Da dove viene questa parola
Alla base dello studio il cosiddetto fenomeno del “phubbing”. Il termine anglosassone deriva da “phone”, telefono cellulare, e “snubbing”, snobbare. Un comportamento per cui le persone in un dato contesto sociale ignorano l’interlocutore. E prestano attenzione al proprio smartphone come fosse la cosa più importante per loro.
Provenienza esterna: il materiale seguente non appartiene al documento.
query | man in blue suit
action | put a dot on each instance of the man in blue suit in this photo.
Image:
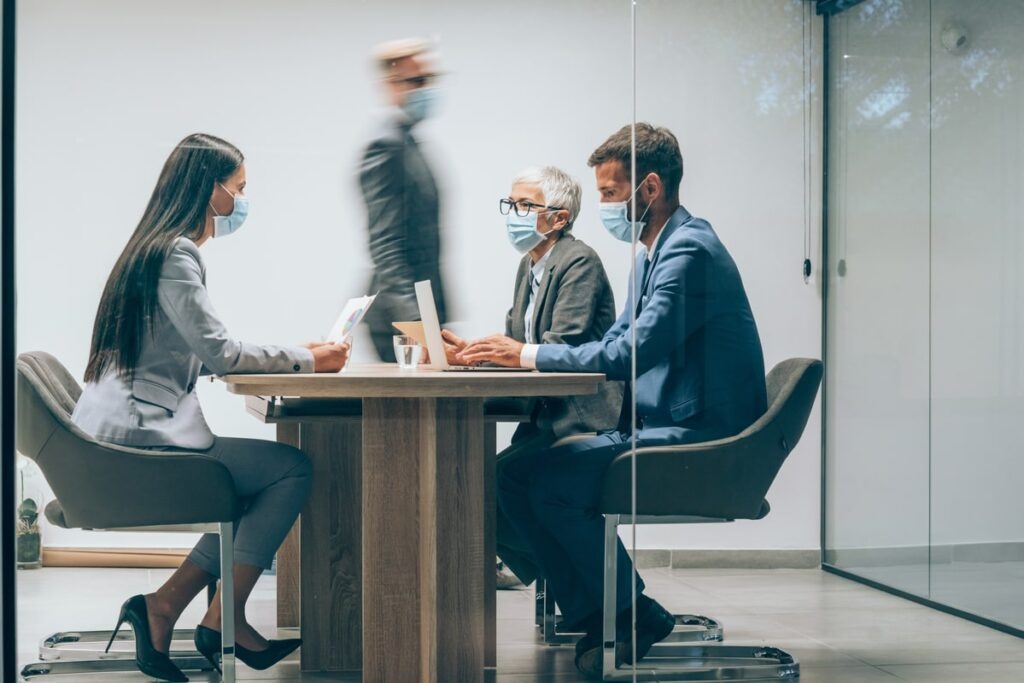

Campione di 3mila adolescenti
I ricercatori milanesi hanno dimostrato che chi subisce il phubbing ha ripercussioni negative sul proprio benessere psicologico. Inoltre svaluta la relazione con i colleghi o il partner e, nei casi più gravi, arriva a sviluppare sintomi depressivi. Il gruppo di ricercatori ha sviluppato il questionario per misurare il phubbing che i figli subiscono da madre e padre, raccogliendo dati su un campione di oltre 3000 adolescenti (età compresa tra i 15 e i 16 anni).
Fenomeno molto frequente
“Il phubbing è particolarmente importante da studiare perché l’ubiquità dello smartphone fa sì che questo fenomeno possa essere messo in atto da chiunque e in qualsiasi momento“, spiega Luca Pancani. “Pur essendo ormai radicato in molteplici ambiti relazionali, incluso quello familiare – aggiunge Tiziano Gerosa – rimane un fenomeno relativamente recente e non ancora regolato da esplicite norme sociali. La ricerca può incidere molto sulla costruzione di norme sociali che pongano dei limiti al phubbing anziché accettarlo indiscriminatamente”.